Let us look at some of the Opposition's policies. Is the Opposition saying that the floating of the dollar was a mistake, that it is something that we should not have done and that we should rescind it? Basically, I do not think the honourable member for Wakefield would argue in this way, because no doubt that decision has given a breathing space to our agricultural exporters and a real incentive to our manufacturing exporters, to manufacturing for import replacement, and to export activity. That is an initiative of this Government.

We have also deregulated the financial institutions and this has been seen as a good thing. This Government has put in place some policies which have been tough and which have laid the ground work. I refer in this respect to the depreciation of the dollar and the deregulation of the financial markets. But these policies are not going to work overnight. There are signs that they are working, but we face a long term problem. Would the Opposition do what the Government has done? I am sure that the Australian people know what the policies of this Government are and what actions we have taken. However, it is very difficult to understand exactly what the Opposition is proposing.

We are going to have another May statement which will deal with expenditure cuts. The public will know what is involved. But what expenditure cuts would the Opposition propose to bolster our economy and save our younger people from the problems they are experiencing with mortgage repayments? Is the Opposition prepared to outline where it sees the painful decisions should be taken? Can we take a bipartisan view? It is very hard to take a bipartisan view if one does not know what the other's view will be. It is very hard to get public support if one is not prepared to tell.

The situation is the same in respect of taxation. As a government and as a party, we have been through the pains of taxation reform. I suggest, with a little degree of respect, that the Opposition is going through a similar exercise as well. But at least the public knows what our position is. It knows that fairness and equity are the basis of our taxation policy. People know what the benefits are and they know how our policy is going to be paid for. I suggest that the Opposition has a responsibility to do that.

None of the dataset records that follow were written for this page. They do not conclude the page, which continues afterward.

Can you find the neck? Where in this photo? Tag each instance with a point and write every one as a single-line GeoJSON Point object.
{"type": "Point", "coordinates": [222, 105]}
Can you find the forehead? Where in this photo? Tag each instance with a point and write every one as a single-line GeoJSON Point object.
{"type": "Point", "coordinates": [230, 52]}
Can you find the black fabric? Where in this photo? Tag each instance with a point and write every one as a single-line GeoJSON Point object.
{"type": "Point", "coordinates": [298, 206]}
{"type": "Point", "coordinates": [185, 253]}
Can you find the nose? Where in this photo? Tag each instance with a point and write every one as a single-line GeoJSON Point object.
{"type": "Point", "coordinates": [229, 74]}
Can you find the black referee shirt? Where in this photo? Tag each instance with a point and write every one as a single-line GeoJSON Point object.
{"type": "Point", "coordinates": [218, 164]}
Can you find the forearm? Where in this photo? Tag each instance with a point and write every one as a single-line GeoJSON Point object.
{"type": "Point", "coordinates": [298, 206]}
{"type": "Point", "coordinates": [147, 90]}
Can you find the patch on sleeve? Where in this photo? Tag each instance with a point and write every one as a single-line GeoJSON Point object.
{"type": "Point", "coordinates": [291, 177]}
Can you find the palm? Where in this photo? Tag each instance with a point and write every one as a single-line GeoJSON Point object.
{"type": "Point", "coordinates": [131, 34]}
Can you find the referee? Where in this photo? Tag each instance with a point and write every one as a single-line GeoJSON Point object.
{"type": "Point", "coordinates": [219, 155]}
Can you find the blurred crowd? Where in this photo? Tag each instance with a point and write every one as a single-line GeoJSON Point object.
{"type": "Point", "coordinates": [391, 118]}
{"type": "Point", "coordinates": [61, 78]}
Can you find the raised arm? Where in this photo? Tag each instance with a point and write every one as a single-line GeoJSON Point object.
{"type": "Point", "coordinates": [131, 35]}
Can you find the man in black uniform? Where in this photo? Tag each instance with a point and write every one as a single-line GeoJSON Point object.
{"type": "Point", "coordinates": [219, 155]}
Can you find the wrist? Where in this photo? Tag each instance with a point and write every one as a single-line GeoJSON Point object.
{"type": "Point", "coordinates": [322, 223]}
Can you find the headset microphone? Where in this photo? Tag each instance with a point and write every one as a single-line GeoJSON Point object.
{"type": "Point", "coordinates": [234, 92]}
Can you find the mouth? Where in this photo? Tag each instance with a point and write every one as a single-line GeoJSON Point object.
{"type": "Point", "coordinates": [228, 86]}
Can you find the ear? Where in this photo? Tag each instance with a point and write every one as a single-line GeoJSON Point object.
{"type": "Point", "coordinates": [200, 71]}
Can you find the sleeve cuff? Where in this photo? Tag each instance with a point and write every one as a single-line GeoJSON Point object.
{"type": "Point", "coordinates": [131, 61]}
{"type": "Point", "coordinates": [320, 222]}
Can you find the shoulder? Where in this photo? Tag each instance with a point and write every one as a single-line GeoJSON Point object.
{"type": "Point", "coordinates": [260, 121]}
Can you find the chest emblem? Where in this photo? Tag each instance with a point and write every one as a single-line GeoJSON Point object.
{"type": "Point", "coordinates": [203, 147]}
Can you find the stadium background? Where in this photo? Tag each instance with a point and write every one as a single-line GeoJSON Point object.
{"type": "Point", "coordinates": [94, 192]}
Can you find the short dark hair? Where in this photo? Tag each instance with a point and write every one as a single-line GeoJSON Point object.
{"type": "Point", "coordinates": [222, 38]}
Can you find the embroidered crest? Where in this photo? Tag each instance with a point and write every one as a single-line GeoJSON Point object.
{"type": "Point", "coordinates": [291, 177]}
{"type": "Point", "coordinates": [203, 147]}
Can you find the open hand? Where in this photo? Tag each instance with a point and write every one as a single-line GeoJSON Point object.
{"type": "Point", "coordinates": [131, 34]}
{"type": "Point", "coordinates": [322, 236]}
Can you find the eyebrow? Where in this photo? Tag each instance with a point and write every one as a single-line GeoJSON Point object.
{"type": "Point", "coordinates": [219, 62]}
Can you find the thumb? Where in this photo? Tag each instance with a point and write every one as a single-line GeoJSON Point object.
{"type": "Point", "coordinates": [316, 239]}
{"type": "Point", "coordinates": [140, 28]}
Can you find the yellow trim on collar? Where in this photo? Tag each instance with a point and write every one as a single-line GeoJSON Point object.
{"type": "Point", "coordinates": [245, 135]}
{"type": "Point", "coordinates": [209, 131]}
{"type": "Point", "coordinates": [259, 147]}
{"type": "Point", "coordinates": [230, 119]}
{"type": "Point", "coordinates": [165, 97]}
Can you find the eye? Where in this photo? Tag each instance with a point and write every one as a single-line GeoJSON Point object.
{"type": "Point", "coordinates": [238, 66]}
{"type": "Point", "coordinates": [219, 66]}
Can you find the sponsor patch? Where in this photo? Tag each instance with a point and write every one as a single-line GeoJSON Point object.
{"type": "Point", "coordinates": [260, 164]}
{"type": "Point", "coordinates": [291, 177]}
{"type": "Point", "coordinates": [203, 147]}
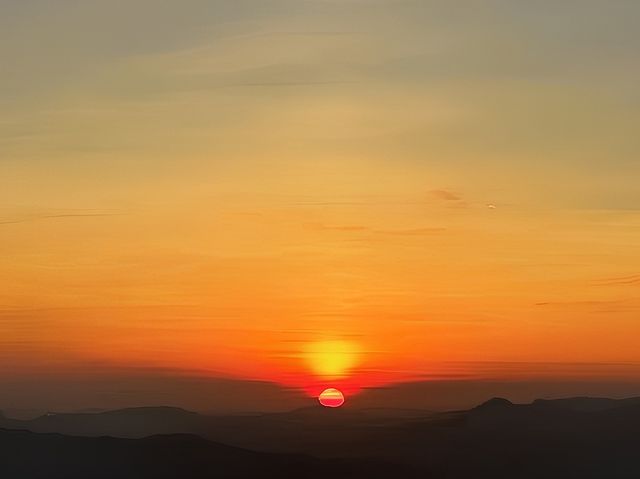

The Government has also had a role to play in respect of agriculture and minerals. This Government has tried to revamp the Department of Trade by setting up Austrade. We have established an industry policy. Some honourable members on this side of the House might say that we have not gone far enough. However, as the Prime Minister (Mr Hawke) has indicated, the car plan, the steel plan, the heavy manufacturing industry plan, and decisions made in respect of plastics, chemicals, communications, information and software are all Government initiatives to get manufacturing going again, if not in the export area-and mostly that has been the orientation-at least in terms of import replacement.

The Government has had a wages policy. We have asked the Australian people to accept lower wages in the interests of future generations, job creation and getting this country on its feet. It has been very painful and very difficult to explain, but at least we have been out there saying it. What is the Opposition's wages policy? Will it freeze wages or will it slash wages? I think people have a right to know.


Mr DEPUTY SPEAKER (Mr Mildren) — Order! The honourable member's time has expired. The debate is concluded.